(Friday, July 10, 2015) –  Late afternoon, British time, Bryon Ehrhart’s Lucky was the first boat in the Transatlantic Race 2015 to cross the finish line at The Lizard, ending a brutal 8 days 22 hours 5 minutes and 3 seconds at sea on a 2,800-mile eastbound crossing of the North Atlantic, sailed mostly in strong winds.
 
At present Lucky holds the lead in the Transatlantic Race 2015 under IRC handicap, but the title remains under threat from boats yet to finish. Similarly, her impressive course time is likely to be bettered by the maxis which started four days after her.

(Thursday, July 9, 2015) – With a day and a half to go, the three-way battle to be first home in the Transatlantic Race 2015 has changed complexion, with Bryon Ehrhart’s Lucky taking the lead on the water. Yesterday afternoon the Reichel/Pugh 63 finally passed the giant schooner, Mariette of 1915, a vessel twice her size, but some 93 years her senior.
 
Lucky, also favorite for handicap honors, had 312 miles left to sail at 1000 EDT (1400 UTC). Yacht racing wisdom would dictate she should now keep herself between her competition and the finish line off The Lizard. Instead she chose a different path and this morning appeared bound for southern Ireland rather than southern England.

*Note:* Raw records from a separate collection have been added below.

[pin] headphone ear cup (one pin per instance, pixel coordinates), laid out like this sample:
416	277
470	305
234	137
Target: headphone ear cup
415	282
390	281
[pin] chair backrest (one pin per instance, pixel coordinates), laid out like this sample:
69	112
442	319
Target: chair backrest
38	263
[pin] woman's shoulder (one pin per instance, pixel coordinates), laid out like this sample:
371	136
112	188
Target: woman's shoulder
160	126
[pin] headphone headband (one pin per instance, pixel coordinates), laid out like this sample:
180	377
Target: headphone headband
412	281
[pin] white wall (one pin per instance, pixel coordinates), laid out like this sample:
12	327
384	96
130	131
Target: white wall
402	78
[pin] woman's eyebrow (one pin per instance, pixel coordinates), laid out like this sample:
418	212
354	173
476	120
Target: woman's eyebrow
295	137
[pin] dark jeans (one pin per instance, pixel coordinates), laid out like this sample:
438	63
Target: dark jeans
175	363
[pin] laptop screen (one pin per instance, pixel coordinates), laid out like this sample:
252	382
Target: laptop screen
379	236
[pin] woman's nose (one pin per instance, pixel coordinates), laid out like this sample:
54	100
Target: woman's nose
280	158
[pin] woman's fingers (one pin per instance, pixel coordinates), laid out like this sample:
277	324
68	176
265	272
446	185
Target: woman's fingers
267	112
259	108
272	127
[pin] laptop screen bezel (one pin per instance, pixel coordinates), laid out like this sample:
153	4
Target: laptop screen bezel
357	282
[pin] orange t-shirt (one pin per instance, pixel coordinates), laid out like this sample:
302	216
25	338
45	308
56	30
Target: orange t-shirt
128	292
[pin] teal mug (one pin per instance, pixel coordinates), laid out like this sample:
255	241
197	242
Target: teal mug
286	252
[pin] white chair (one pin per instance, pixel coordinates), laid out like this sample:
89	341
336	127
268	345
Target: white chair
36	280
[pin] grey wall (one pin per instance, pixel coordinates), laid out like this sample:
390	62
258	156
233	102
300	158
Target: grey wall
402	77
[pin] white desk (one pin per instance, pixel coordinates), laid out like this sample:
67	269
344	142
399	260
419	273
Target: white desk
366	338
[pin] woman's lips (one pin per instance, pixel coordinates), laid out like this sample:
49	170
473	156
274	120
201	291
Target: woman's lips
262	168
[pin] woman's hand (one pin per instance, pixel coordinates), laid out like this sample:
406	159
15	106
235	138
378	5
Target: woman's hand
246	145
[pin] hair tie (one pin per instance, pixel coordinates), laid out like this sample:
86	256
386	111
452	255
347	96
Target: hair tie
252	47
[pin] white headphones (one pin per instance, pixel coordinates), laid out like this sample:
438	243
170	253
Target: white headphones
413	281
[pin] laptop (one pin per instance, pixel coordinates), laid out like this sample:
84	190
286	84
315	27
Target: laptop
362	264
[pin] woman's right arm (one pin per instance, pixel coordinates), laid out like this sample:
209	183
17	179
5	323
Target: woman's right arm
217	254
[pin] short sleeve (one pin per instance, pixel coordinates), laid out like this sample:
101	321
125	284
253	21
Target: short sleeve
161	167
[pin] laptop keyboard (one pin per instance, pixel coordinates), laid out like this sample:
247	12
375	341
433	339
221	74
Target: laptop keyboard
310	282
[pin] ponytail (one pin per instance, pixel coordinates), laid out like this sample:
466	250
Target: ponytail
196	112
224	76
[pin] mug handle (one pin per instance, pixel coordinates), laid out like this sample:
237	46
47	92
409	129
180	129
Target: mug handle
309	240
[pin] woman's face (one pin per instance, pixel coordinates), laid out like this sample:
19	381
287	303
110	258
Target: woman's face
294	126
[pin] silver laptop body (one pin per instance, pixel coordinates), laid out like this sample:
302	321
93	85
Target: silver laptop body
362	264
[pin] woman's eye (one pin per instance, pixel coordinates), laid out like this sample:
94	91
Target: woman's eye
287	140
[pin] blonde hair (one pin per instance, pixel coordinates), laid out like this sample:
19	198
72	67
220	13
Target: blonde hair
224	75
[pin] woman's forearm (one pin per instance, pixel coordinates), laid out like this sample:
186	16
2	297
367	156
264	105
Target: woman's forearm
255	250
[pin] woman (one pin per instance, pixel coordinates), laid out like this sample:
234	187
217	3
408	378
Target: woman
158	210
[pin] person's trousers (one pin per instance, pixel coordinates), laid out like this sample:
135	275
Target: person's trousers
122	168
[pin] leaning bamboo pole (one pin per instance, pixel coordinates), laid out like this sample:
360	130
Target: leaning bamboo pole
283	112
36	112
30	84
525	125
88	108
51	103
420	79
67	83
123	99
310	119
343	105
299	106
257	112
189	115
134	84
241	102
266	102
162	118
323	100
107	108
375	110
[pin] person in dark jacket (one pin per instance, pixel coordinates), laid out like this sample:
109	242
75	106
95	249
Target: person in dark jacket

(Wednesday, July 8, 2015) – Severe conditions in the mid-north Atlantic have continued to punish the bulk of the fleet in the Transatlantic Race 2015.

Yesterday Daniel and Gretchen Biemesderfer made the decision to retire from the race after their Mason 43 Shearwater suffered mainsail and rigging damage. She is heading for the Azores. Similarly, just before midnight UTC, Carter Bacon’s Nielsen 50 Solution sustained damage to her rudder and was taking on water. She becomes the sixth boat in the Transatlantic Race to retire and is now diverting to the Azores, albeit without electronics, which went down in a previous deluge.

(Tuesday, July 7, 2015) – Gales and prolonged strong winds since the start have taken their toll as the bulk of the fleet reaches the halfway stage of the Transatlantic Race 2015.

On board the Class 40 Amhas, doublehanded crew Mackenzie Davis and Brian Harris have been forced to retire with mast issues and are currently nursing their Akilaria RC3 towards the Azores.

For those following the YB tracker, there were some nervous moments last night as Daniel and Gretchen Biemesderfer’s Mason 43, Shearwater, appeared to be slowly heading in the direction of the Caribbean. Unable to raise the crew, the Race Committee scrambled Sir Geoffrey Mulcahy’s Swan 56 Noonmark VI to assist. As they closed Noonmark’s crew was able to raise the Shearwater crew, who subsequently sent this update: “We sustained some damage: broken boom vang, traveller and importantly mainsail. We're hove to until the weather abates. At that point we'll decide if we can continue racing. However, the boat is fine and the crew are all well and in good spirits. We're all getting some much needed rest.”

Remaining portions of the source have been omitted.